About 3 years ago a got a bionic hip and a marvelous piece of engineering it is too – I now have much more flexibility, and no pain – a wonderful piece of machinery. The only side affect is a slight but occasionally noticeable decline in balance when all my weight is on the titanium equipped leg.
I allowed this small factor to become a big factor over several months and my wading prowess had declined rapidly, to the point where I stuttered and fumbled my way, tentatively feeling for good footing while trying to balance on the leg not shuffling. It was of course odds-on that my lack of aggression in tackling the water would lead to my downfall – and fall down I did.
There I was doing my impression of a tightrope walker, sliding my forward leg ahead tentatively ahead, when my anchored leg slid and I sank down on my bum into the water. The river moved me a metre or so downstream, before my feet reconnected with the riverbed, and I lurched to my feet, spraying water hither and thither.
A couple of steps and I was home – and dry!? Jason was preparing to help me back across the river, back to the car and back into dry clothes, but his concern and help was not needed. I was wearing a rain jacket over my waders, and as I fell with my back facing into the current, the water pressure must have pressed on the jacket effectively shutting out the river. So we fished on, and the crossing back over the river proceeded without incident.
On the drive back to our accommodation, Jason gave me a few well-meant observations on my deteriorating wading ability with strong emphasis on my feeble, foot-fumbling. “Wade like you used to, full head of steam and keep going”, he admonished. I made some excuses about age, my tin hip and so on – but with only a little conviction.
The incident and conversation was not forgotten. So, last week I took off by myself for a couple of days of river thrashing, and a really good fishing it was too – spectacular in fact.
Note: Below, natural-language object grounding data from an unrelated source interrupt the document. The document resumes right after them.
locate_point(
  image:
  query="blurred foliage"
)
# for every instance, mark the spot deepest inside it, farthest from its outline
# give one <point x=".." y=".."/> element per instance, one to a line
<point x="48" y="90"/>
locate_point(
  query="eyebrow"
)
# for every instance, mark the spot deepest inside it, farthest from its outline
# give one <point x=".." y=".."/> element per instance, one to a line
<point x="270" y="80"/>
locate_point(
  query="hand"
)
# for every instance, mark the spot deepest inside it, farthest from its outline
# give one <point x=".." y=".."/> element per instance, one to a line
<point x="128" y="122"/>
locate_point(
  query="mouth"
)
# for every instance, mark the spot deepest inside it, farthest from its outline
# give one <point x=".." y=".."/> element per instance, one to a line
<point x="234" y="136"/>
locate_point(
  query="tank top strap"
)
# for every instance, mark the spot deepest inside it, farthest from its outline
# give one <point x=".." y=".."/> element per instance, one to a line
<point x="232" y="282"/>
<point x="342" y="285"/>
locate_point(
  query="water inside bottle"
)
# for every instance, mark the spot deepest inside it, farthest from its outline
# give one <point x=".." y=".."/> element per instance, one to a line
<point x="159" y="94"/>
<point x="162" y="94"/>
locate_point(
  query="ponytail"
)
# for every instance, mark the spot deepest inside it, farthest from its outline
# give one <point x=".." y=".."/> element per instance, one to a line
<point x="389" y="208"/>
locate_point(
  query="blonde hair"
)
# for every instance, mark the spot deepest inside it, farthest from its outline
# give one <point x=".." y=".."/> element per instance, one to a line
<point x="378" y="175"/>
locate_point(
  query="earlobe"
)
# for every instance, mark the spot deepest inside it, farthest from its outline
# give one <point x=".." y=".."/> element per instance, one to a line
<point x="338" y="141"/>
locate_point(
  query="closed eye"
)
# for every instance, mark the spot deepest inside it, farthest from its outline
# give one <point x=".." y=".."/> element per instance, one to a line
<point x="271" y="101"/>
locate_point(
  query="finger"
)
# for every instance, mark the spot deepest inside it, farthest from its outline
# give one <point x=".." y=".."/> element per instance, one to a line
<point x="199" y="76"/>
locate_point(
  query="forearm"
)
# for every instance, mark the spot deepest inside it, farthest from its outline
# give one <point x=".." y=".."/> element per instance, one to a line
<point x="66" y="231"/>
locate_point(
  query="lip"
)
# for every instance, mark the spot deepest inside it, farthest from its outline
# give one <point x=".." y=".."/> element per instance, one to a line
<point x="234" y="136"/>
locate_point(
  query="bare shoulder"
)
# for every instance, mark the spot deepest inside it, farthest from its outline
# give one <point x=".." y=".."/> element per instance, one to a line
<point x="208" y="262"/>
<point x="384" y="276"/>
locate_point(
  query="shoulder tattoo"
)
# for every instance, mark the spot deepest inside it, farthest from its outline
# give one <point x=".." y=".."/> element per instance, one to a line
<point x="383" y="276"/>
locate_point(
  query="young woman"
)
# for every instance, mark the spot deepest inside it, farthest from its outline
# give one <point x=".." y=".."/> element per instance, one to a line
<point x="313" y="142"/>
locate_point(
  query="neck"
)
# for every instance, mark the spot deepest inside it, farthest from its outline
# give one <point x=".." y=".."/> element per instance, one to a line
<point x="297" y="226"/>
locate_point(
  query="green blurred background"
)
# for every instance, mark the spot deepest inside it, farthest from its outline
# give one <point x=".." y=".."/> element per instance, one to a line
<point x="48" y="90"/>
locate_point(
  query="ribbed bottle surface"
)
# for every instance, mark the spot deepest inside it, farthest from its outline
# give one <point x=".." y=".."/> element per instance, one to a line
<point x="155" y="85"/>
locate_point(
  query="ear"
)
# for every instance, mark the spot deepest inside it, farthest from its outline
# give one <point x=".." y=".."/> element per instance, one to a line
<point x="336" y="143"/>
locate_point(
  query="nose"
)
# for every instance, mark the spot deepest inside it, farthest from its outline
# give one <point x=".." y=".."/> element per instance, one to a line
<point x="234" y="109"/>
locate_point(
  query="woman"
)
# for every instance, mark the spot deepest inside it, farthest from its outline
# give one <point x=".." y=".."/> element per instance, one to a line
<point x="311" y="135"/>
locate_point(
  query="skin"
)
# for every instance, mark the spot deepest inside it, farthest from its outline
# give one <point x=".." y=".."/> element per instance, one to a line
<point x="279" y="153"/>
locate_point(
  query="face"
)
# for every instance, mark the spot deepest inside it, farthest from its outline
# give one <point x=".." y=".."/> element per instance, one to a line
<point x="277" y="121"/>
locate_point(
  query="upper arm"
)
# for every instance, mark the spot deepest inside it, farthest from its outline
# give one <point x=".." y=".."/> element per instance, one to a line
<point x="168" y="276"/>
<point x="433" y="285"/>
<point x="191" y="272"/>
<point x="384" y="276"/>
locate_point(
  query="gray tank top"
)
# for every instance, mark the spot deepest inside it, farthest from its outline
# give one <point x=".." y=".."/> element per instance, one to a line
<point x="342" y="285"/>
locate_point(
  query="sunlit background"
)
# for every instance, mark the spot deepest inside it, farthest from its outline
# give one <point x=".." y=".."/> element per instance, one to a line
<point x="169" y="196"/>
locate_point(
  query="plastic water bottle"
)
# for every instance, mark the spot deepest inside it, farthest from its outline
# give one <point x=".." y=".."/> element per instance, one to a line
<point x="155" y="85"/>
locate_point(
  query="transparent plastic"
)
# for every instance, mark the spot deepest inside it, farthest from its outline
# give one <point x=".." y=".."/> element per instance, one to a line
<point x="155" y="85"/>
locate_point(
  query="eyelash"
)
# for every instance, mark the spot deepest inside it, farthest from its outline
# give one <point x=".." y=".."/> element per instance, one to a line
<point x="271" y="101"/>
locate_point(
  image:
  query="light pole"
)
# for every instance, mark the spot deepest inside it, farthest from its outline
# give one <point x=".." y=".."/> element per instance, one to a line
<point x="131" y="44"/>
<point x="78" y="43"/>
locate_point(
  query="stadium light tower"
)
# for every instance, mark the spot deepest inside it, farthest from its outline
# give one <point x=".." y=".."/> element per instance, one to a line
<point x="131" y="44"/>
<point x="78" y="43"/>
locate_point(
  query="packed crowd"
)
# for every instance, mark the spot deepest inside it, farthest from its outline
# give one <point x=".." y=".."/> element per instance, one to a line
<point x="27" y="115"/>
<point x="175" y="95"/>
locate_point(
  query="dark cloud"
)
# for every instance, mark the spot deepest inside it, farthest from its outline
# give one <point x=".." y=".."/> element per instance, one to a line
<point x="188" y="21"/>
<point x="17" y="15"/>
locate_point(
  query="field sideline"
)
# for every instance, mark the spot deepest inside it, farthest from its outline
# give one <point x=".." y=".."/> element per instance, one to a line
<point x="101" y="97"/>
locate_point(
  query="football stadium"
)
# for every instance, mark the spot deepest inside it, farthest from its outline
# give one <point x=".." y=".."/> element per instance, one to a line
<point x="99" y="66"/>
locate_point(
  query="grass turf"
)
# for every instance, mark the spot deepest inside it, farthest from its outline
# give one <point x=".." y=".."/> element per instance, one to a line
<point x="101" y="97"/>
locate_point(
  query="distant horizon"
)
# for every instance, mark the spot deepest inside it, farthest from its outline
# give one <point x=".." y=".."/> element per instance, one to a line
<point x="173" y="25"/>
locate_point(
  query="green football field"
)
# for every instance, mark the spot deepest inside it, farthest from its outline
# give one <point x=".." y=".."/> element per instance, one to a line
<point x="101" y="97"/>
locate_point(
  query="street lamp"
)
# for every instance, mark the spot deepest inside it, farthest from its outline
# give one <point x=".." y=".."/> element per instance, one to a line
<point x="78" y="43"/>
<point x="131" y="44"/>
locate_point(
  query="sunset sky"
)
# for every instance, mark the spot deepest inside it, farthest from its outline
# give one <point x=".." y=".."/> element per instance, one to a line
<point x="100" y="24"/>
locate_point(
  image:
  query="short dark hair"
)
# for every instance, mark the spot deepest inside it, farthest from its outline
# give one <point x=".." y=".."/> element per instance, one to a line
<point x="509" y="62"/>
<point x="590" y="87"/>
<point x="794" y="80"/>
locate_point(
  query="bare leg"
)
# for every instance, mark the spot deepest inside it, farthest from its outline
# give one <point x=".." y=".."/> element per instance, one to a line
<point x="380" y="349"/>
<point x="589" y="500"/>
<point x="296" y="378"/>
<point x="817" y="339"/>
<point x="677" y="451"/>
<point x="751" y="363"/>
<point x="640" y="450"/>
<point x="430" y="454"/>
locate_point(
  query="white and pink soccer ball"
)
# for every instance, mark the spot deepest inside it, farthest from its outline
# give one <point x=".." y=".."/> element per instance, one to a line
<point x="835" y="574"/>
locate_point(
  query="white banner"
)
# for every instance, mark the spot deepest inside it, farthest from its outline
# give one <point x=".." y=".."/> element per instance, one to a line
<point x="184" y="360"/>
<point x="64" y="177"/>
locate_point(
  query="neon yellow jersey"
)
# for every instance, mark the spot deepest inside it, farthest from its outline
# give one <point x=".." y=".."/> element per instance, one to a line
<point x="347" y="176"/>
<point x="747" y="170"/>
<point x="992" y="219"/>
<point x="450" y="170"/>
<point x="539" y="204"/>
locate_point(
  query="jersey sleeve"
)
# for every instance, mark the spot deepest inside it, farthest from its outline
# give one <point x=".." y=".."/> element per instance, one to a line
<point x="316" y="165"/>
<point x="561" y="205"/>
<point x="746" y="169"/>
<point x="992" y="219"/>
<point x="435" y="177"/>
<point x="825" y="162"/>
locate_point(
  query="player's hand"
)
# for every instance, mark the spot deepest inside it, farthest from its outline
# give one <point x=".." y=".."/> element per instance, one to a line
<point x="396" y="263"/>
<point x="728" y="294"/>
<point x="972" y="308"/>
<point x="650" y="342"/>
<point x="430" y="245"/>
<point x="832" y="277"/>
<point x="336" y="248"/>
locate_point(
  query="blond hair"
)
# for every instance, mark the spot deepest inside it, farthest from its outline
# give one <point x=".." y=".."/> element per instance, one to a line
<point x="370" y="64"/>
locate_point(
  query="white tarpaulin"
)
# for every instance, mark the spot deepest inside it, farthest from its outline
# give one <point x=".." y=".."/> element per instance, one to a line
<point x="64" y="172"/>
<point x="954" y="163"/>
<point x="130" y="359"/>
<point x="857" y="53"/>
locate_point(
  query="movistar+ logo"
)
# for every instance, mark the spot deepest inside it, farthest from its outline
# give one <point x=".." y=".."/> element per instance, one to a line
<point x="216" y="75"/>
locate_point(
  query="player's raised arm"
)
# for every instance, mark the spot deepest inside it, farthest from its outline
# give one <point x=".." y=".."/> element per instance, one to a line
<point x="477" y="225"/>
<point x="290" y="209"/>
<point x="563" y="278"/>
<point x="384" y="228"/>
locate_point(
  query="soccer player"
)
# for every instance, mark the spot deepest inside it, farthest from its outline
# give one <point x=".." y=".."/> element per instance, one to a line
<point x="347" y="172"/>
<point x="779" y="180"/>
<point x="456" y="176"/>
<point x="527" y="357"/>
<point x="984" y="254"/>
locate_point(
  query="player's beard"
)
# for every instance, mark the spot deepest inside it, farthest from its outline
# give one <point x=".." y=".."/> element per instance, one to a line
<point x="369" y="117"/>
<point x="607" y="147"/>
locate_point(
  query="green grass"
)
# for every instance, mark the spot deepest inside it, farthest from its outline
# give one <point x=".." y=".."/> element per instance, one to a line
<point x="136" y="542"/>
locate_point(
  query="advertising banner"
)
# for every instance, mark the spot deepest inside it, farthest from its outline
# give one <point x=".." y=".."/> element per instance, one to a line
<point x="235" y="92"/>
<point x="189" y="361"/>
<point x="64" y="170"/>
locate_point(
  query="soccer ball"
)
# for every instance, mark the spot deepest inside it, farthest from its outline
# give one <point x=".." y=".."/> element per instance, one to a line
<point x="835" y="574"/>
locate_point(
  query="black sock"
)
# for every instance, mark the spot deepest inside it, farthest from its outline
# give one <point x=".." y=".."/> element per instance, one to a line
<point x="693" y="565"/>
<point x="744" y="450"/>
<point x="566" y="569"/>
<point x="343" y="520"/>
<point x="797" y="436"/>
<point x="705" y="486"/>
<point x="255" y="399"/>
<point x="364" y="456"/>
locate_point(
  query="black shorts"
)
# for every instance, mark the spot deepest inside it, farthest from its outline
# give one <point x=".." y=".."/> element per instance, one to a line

But the really good thing about the trip was the fact that I made many river crossings in fast flowing, and deep water, and sometimes both. The excellent thing was I took my son’s advice and strode out with firm resolve, and kept my legs moving at all times. If my feet caught briefly on unseen traps my momentum kept me balanced and moving ahead.
I read somewhere that walking is the process of thrusting your legs forward to stop yourself from falling forward. By maintaining motion and momentum, we maintain our balance. If like me you are pushing your body through the barriers that ageing is imposing seemingly on a daily basis, don’t give in to temerity, meekly doddering about will almost certainly get you wet and cold, and in a worst case scenario, dead. Stride out with purpose and stay dry, and alive.
But, and it is a big but, the chances of you tipping over as you get older does increase almost exponentially. Investing in an unobtrusive, and activated only when you need it, flotation device such as the SoSpender, is a wise and safe move. A wading staff helps enormously too, and should be a must-use device. This is especially true given the less secure footing non-felt soles provide.
One thing that getting older tends to teach us is that being wise before the event is a proven method of avoiding trouble.This knowledge put into practice is even more effective.